Aku bukanlah tipikal orang yang kuat untuk lama berjauhan dengan orang yang aku sayang (keluargaku). Selama ini, rasa rindu itu teralihkan sejenak oleh pelajaran serta tugas yang mengisi hariku di sekolah - full time. Di saat aku mulai sendiri, tak ada kegiatan, aku kesepian, teringat kedua orang tuaku, di saat itu pula air mata kembali mengalir tanpa diundang. Sekeras apapun aku menahan, hal itu malah semakin membuat keras isakan tangisku.

Batu itu Mulai Hancur.
ya.. hari itu aku memutuskan untuk memilih Universitas yang letaknya lumayan dekat dengan kotaku. Tidak sedikitpun Univrsitas di kotaku yang menarik perhatianku. Aku akan kuliah di Jember (Farmasi). sambil mengisi formulir pendaftaran SNMPTn, aku menelpon mama dan papa bergantian, meminta pendapat mereka. Bagaimanapun Ridha Allah tergantung Ridha orang tua, terutama Ibu.
Setelah menimbang-nimbang jadilah Farmasi jember menjadi pilihanku. Sekarang ini aku hanya berdoa semoga Allah  memudahkanku masuk ke sana. Sudah saatnya ya Allah, aku berbakti kepada mereka, sudah banyak luka yang aku perbuat pada kedua orang tuaku, dan rasanya belum pernah ya Allah aku benar-benar berbakti pada mereka. Aku tidak ingin terlambat untuk berbakti dan membalas semua jasa yang mereka berikan, meskipun aku tahu jasa mereka seluas lautan dan balasanku hanyalah sebesar tetesan embun pagi.

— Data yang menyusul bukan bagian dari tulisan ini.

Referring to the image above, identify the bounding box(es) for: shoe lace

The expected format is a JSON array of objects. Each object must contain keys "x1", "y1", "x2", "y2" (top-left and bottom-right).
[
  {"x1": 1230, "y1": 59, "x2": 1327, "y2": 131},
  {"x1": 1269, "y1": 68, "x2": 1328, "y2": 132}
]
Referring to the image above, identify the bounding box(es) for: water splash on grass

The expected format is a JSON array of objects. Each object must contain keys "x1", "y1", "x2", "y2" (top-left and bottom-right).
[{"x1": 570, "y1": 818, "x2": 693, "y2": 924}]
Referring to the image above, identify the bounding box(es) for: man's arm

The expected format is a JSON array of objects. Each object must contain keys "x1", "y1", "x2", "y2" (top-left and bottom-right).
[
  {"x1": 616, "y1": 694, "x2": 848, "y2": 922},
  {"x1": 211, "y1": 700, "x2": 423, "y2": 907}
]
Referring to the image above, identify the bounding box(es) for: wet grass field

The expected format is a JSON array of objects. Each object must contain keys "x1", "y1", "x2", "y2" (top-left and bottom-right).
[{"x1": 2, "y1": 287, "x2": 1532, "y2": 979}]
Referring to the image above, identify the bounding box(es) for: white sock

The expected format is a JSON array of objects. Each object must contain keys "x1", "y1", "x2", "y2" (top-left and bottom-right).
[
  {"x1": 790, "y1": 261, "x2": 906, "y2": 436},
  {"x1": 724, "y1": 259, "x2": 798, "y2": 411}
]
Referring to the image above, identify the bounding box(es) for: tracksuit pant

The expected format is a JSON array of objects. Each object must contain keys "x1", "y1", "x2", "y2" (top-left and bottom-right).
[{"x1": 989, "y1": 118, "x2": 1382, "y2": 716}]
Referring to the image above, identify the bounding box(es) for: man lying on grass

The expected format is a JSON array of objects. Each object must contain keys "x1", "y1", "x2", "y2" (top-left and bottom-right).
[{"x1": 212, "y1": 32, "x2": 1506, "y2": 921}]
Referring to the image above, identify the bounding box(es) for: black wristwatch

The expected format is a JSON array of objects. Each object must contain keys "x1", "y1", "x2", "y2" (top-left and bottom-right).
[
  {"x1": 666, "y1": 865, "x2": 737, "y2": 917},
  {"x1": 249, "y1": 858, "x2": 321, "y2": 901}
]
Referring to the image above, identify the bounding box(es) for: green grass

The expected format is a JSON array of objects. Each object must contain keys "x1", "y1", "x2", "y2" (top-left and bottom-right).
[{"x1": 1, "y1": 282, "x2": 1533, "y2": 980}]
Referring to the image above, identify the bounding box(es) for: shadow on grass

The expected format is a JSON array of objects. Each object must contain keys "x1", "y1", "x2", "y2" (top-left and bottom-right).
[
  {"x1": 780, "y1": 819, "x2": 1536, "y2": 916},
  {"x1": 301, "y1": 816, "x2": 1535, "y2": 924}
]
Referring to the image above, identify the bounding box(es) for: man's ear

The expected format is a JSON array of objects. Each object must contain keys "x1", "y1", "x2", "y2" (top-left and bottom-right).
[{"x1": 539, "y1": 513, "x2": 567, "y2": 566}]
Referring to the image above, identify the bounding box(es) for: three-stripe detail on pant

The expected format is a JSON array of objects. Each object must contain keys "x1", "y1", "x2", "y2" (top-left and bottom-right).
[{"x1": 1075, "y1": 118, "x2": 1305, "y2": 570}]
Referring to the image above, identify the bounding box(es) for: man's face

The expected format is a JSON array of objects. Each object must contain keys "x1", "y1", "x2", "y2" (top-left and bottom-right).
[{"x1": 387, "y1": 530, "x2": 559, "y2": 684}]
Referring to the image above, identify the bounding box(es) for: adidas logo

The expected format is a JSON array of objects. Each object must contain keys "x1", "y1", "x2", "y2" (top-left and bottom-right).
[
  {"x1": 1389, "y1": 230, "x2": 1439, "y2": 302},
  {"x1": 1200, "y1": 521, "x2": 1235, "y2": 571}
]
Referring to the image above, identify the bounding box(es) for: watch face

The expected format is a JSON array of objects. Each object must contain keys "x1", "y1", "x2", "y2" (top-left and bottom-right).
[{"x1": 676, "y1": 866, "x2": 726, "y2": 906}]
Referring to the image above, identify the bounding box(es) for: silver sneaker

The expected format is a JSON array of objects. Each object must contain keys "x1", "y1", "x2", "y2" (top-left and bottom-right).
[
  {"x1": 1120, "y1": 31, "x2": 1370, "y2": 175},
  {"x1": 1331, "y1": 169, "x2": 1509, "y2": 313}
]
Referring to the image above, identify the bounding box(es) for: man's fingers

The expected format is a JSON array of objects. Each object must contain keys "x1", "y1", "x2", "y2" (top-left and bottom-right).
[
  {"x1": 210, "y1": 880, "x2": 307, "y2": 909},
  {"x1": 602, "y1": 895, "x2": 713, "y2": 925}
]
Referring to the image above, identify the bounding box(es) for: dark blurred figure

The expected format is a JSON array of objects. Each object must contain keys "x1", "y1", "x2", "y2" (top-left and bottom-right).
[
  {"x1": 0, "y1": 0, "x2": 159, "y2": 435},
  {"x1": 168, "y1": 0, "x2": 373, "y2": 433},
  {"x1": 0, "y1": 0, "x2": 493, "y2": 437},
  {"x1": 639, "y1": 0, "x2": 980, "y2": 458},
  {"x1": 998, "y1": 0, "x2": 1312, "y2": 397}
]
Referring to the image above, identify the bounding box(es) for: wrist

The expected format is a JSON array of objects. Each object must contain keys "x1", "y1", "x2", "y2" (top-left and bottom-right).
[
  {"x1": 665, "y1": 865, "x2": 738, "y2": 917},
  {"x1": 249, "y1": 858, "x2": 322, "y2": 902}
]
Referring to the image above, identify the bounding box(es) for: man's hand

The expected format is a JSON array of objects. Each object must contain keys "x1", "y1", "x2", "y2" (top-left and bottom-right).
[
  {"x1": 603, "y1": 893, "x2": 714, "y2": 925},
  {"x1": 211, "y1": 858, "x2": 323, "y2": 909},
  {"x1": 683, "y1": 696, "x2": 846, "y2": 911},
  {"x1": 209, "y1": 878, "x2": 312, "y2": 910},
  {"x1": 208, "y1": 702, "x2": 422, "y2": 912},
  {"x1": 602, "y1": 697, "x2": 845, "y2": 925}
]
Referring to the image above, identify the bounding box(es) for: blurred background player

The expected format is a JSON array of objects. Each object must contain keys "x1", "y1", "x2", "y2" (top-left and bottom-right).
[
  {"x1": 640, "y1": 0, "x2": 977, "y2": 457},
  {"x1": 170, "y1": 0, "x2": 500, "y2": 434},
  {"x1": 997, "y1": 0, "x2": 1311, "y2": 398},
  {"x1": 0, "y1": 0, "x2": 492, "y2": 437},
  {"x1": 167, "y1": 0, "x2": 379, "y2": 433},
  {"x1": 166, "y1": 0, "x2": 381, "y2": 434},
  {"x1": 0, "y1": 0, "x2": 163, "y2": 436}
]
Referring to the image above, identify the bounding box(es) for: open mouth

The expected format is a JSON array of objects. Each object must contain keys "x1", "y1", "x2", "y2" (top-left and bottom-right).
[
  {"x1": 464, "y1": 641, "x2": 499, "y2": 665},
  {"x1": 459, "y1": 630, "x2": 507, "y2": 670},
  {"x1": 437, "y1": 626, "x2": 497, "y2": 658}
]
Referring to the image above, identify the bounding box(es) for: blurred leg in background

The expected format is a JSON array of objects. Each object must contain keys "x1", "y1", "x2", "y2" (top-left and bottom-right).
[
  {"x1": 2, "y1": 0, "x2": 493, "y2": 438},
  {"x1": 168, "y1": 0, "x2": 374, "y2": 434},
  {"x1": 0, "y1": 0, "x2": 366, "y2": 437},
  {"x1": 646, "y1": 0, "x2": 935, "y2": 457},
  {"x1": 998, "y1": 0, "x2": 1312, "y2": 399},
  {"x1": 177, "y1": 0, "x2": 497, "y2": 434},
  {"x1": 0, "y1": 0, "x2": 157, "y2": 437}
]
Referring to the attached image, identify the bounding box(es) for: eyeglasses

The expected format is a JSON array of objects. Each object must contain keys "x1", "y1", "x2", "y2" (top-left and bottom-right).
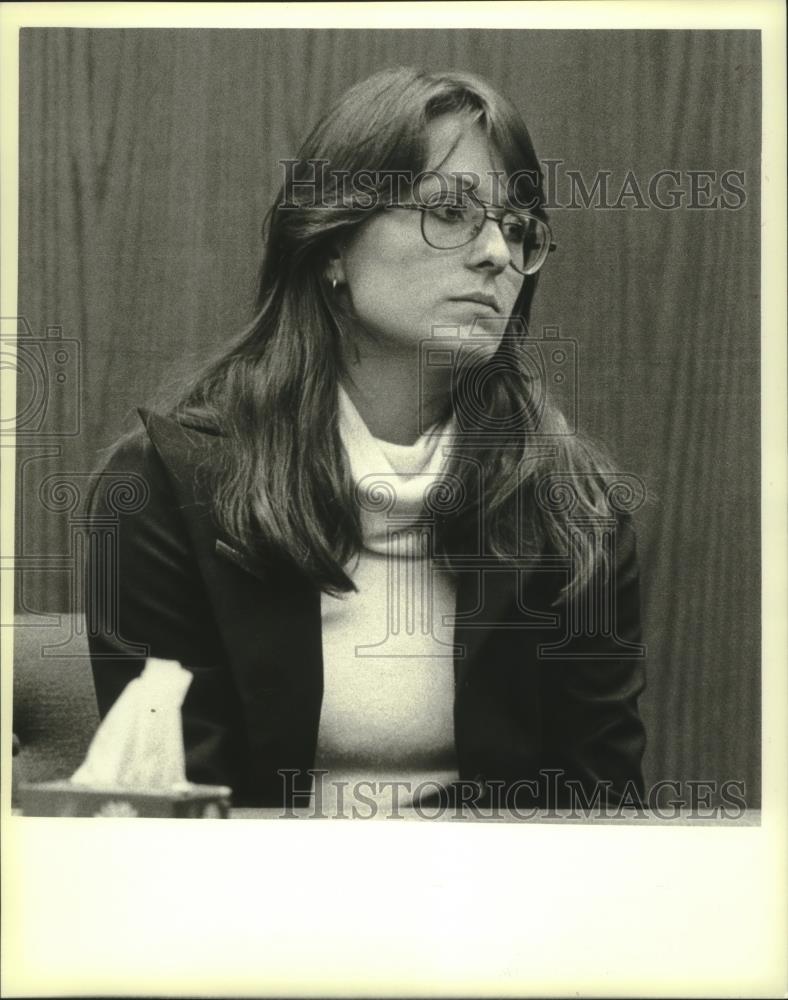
[{"x1": 389, "y1": 195, "x2": 556, "y2": 276}]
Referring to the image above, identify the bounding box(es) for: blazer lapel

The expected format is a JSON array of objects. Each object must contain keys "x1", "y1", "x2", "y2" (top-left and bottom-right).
[{"x1": 140, "y1": 409, "x2": 324, "y2": 758}]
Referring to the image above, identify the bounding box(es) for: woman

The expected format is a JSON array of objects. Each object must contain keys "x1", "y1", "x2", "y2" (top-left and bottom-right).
[{"x1": 86, "y1": 67, "x2": 646, "y2": 816}]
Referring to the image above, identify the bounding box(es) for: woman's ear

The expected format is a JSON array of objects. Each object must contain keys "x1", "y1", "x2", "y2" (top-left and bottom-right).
[
  {"x1": 325, "y1": 242, "x2": 348, "y2": 287},
  {"x1": 325, "y1": 253, "x2": 347, "y2": 287}
]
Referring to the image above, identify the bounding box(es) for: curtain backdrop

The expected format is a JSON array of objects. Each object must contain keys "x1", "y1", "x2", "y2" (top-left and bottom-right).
[{"x1": 15, "y1": 29, "x2": 761, "y2": 804}]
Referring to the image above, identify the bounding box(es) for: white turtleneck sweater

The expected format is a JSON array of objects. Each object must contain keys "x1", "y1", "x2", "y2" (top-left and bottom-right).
[{"x1": 312, "y1": 387, "x2": 459, "y2": 816}]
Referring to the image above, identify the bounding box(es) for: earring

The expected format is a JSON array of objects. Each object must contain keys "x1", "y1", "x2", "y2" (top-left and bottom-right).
[{"x1": 332, "y1": 277, "x2": 337, "y2": 291}]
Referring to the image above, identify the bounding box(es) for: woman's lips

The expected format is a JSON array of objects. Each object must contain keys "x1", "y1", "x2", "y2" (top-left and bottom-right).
[{"x1": 449, "y1": 294, "x2": 501, "y2": 313}]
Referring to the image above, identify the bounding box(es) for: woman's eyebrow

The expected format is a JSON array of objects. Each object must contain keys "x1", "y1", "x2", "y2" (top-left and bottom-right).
[
  {"x1": 431, "y1": 170, "x2": 511, "y2": 204},
  {"x1": 413, "y1": 171, "x2": 515, "y2": 210},
  {"x1": 446, "y1": 184, "x2": 513, "y2": 211},
  {"x1": 442, "y1": 171, "x2": 483, "y2": 191},
  {"x1": 418, "y1": 170, "x2": 483, "y2": 191}
]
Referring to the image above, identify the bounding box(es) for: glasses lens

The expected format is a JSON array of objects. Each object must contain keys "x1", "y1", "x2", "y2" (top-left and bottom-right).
[
  {"x1": 421, "y1": 196, "x2": 479, "y2": 249},
  {"x1": 421, "y1": 201, "x2": 551, "y2": 275},
  {"x1": 504, "y1": 214, "x2": 550, "y2": 275}
]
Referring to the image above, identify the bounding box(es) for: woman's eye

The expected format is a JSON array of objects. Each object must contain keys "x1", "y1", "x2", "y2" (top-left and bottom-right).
[
  {"x1": 431, "y1": 203, "x2": 469, "y2": 223},
  {"x1": 502, "y1": 219, "x2": 527, "y2": 242}
]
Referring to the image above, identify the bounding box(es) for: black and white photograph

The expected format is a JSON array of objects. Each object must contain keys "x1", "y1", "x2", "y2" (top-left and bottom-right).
[{"x1": 2, "y1": 2, "x2": 785, "y2": 997}]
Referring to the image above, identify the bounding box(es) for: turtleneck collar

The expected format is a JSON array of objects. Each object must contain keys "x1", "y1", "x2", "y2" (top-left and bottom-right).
[{"x1": 338, "y1": 385, "x2": 455, "y2": 555}]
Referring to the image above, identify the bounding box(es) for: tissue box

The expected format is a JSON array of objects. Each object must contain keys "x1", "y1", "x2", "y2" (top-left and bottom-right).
[{"x1": 18, "y1": 780, "x2": 232, "y2": 818}]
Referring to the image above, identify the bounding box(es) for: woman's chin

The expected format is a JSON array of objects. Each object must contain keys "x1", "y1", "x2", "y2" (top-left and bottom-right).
[{"x1": 423, "y1": 317, "x2": 506, "y2": 355}]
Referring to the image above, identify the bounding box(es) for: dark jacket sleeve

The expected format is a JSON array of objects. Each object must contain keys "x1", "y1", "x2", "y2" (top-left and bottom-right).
[
  {"x1": 85, "y1": 428, "x2": 248, "y2": 792},
  {"x1": 537, "y1": 513, "x2": 647, "y2": 809}
]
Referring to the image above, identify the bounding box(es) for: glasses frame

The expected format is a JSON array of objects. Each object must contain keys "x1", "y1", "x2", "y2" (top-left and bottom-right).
[{"x1": 388, "y1": 196, "x2": 557, "y2": 276}]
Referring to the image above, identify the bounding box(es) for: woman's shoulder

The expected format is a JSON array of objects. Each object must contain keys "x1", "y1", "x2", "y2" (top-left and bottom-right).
[
  {"x1": 96, "y1": 406, "x2": 222, "y2": 468},
  {"x1": 89, "y1": 407, "x2": 225, "y2": 516}
]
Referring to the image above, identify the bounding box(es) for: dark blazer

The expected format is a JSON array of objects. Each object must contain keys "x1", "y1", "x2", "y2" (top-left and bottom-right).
[{"x1": 86, "y1": 409, "x2": 647, "y2": 810}]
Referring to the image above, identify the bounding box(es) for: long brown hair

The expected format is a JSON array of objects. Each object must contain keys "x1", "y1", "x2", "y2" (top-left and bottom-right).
[{"x1": 177, "y1": 67, "x2": 619, "y2": 597}]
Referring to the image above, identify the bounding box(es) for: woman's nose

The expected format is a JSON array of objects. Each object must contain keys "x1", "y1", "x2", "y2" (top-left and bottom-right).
[{"x1": 466, "y1": 216, "x2": 511, "y2": 270}]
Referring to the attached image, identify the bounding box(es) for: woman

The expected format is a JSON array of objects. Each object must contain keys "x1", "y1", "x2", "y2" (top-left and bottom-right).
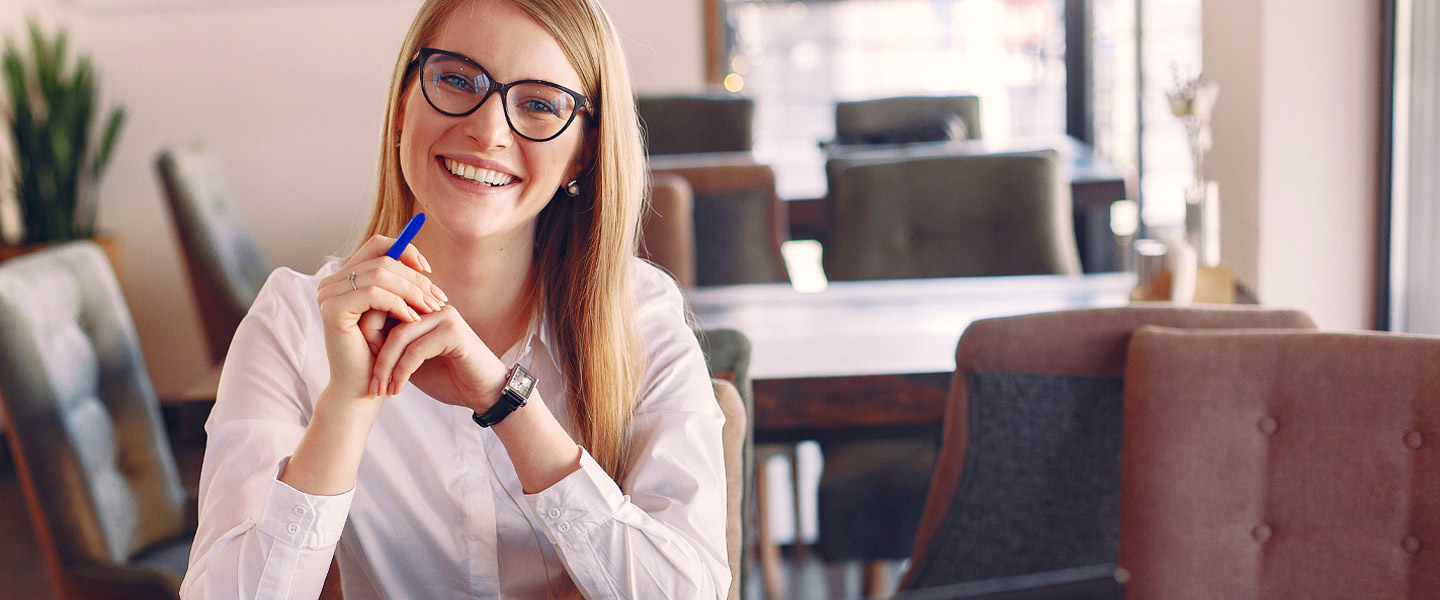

Untuk universitas yang dulu-sampai sekarang aku idam-idamkan....
Aku tahu ya Allah, Engkau selalu memberikan yang terbaik untuk hambamu. Tidak sekarang, mungkin nanti, atau mungkin dengan yang lain. Aku percaya ya Rabb, rencanamu jauh lebih indah dari yang kami bayangkan.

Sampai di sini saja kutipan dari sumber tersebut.